Syracuse New York Defective Product Lawyer on “Infanto” Baby Sling Recall.

What is the worst kind of defective product? A good candidate is a baby-killer. And that is what the Infanto Baby Slings “SlingRider” and “Wendy Bellissimo” (sold by several large retailiers such as Target, Babies R Us and Burlington Coat) turned out to be.

Today the federal agency responsible for consumer safety, the Consumer Product Safety Commission (CPSC), recalled more than 1 million Infanto baby slings after they apparently caused at least three infant deaths BY SUFFOCATION. The slings are especially dangerous for infants under 4 months old. Babies can suffocate in them in two ways: First, the baby’s nose and mouth can get pressed against the sling’s soft fabric, thereby blocking its ability to breathe (or cry out in distress). Second, if the baby is placed in the curved position (c-like), the baby’s head can flop forward, chin-to-chest, reducing the ability of the infant to breathe (or cry out in distress). Small infants’ necks are not strong enough to pick their head up out of this position.

This story is personally distressful to me because of my own blissful experience with baby slings. Baby slings became popular about a dozen years ago, when my boys were still infants. They are great because they allow on-the-go parents (like me and my wife) to bond closely with their babies as they go about their business. I remember a trip we took to New Orleans where I had my one-year old cuddled up against my chest as we strolled all over the French Quarter. He was so peaceful in that sling, with his little head peeking out over the lip of it, checking out the Bourbon Street scene!

I don’t want to even try to imagine the horror of a parent who, feeling her warm, peaceful baby snuggled up against her chest, suddenly starts to realize that there is something TOO peaceful about the baby . . . .

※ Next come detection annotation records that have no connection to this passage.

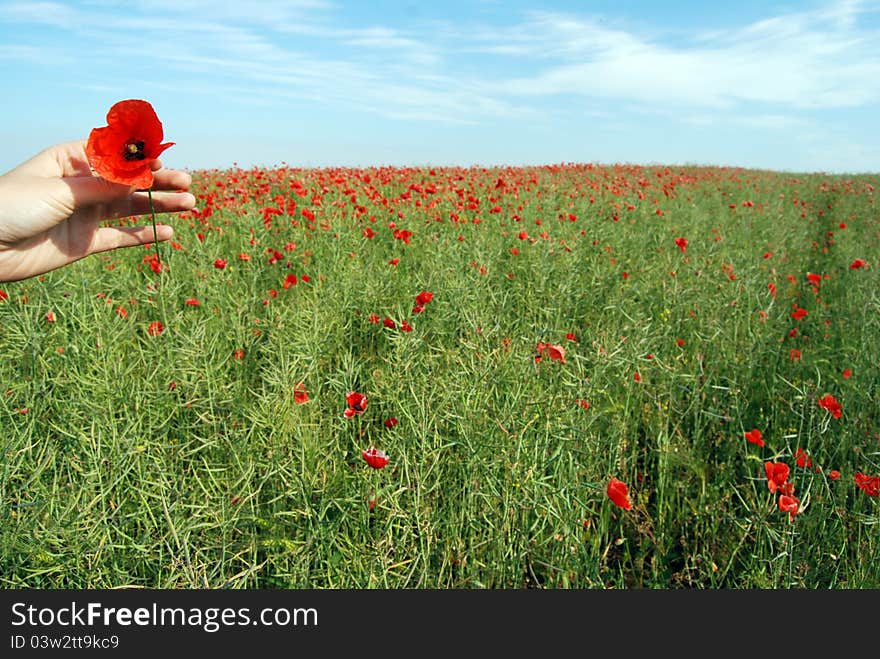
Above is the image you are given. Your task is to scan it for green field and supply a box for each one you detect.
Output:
[0,164,880,589]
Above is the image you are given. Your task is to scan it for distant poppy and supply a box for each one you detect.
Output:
[86,99,174,189]
[605,476,632,510]
[779,494,801,521]
[764,462,791,493]
[743,428,764,446]
[853,471,880,497]
[361,446,388,469]
[343,391,367,419]
[535,342,565,364]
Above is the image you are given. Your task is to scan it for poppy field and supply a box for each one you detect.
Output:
[0,163,880,589]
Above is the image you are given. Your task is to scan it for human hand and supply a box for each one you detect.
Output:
[0,140,195,282]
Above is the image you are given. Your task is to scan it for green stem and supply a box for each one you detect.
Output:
[147,188,162,266]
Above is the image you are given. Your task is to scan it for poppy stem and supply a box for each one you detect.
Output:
[147,188,162,267]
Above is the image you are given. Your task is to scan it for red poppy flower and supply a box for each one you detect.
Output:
[86,99,174,189]
[343,391,367,419]
[779,494,801,522]
[764,462,791,492]
[605,476,632,510]
[293,382,309,405]
[361,446,388,469]
[535,343,565,364]
[853,471,880,497]
[743,428,764,446]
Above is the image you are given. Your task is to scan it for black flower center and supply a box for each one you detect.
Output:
[122,140,147,160]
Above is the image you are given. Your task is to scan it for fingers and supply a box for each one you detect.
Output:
[89,224,174,253]
[61,175,132,208]
[62,170,196,219]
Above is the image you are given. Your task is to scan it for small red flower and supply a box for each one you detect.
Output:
[361,446,388,469]
[853,471,880,497]
[535,343,565,364]
[605,476,632,510]
[779,494,801,522]
[764,462,791,493]
[343,391,367,419]
[86,99,174,189]
[293,382,309,405]
[743,428,764,447]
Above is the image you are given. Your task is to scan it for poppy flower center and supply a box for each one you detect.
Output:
[122,140,147,160]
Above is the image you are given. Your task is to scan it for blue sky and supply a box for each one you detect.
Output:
[0,0,880,173]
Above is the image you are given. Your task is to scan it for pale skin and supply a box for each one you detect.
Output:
[0,140,196,282]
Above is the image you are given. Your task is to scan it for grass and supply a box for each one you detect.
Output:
[0,165,880,589]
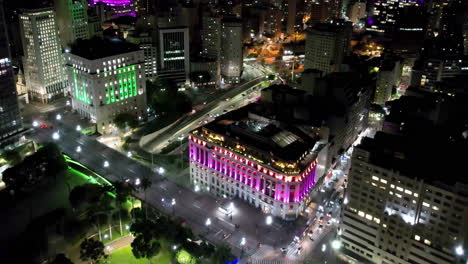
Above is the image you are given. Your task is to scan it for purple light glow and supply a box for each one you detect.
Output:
[189,138,317,204]
[92,0,132,6]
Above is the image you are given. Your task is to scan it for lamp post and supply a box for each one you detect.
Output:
[205,218,211,233]
[76,146,81,159]
[171,198,176,215]
[103,160,109,174]
[52,131,60,140]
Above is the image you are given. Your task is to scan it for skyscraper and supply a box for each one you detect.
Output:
[340,132,468,264]
[158,27,190,84]
[55,0,89,47]
[20,8,66,103]
[220,17,243,83]
[304,21,352,74]
[0,1,22,147]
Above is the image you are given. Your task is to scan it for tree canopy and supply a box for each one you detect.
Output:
[80,238,108,263]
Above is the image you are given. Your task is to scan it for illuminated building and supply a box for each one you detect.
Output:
[374,59,402,105]
[220,17,243,83]
[55,0,89,47]
[127,32,158,81]
[0,1,22,148]
[201,13,221,59]
[339,131,468,264]
[88,0,136,17]
[158,27,190,84]
[65,38,147,133]
[189,87,327,220]
[366,0,423,34]
[19,8,66,103]
[304,20,352,74]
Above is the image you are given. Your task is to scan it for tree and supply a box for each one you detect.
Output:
[112,181,133,235]
[80,238,108,263]
[130,218,164,260]
[49,253,73,264]
[3,149,22,165]
[141,176,153,219]
[131,235,161,260]
[211,245,234,264]
[113,113,138,130]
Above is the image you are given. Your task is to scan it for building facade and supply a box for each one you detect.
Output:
[304,22,352,74]
[340,132,468,264]
[189,103,326,220]
[66,40,147,134]
[0,1,22,148]
[127,33,158,81]
[220,18,244,83]
[20,8,66,103]
[158,27,190,84]
[55,0,89,47]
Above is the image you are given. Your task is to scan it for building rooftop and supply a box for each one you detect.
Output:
[358,132,468,185]
[192,103,319,174]
[70,38,139,60]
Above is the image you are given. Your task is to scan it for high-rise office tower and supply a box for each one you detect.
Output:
[366,0,423,35]
[201,14,221,59]
[304,21,352,74]
[158,27,190,84]
[0,1,22,147]
[20,8,66,103]
[220,17,243,83]
[55,0,89,47]
[340,132,468,264]
[65,38,147,133]
[127,32,158,81]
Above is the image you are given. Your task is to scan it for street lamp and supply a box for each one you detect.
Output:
[331,240,341,250]
[455,246,465,256]
[52,131,60,140]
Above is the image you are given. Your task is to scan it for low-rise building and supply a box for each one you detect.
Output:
[65,38,147,133]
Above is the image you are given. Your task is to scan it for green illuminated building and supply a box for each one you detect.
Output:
[65,38,147,133]
[55,0,90,47]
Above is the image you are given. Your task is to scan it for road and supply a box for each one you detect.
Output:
[28,110,308,262]
[140,75,267,153]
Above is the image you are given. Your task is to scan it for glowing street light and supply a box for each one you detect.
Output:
[455,246,465,256]
[52,132,60,140]
[331,240,341,250]
[240,237,246,246]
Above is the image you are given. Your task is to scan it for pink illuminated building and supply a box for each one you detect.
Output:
[189,104,327,220]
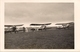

Nothing can replace a lost child. It is among the most devastating of human experiences. We at Michaels Bersani Kalabanka have had the dreadful duty of bringing child wrongful death cases to trial for grieving parents. Sadly, New York wrongful death law allows for NO COMPENSATION to parents for the DEATH of a baby. Incredible, but true. Read my prior blogs about this most horrible law by clicking here and here. But a parent whose baby suffocates because of a defective product has a right to sue the manufacturer, and others involved in the products distribution, for the PAIN AND SUFFERING the infant must have endured while suffocating to death.

A manufacturer of a defective product is strictly (automatically) liable for the harm its dangerous product causes, even if the manufacturer had no reason to know that the product was dangerous. What matters is only this: Was the product UNREASONABLY DANGEROUS? If it was, then the manufacturer is liable, regardless of how careful the manufacturer was in designing and manufacturing the product.

I have hated writing this blog, but I feel it is my duty both to warn my fellow Central New York and Syracuse area parents of this dangerous product, and inform them of their rights, should, God forbid, tragedy strike their family.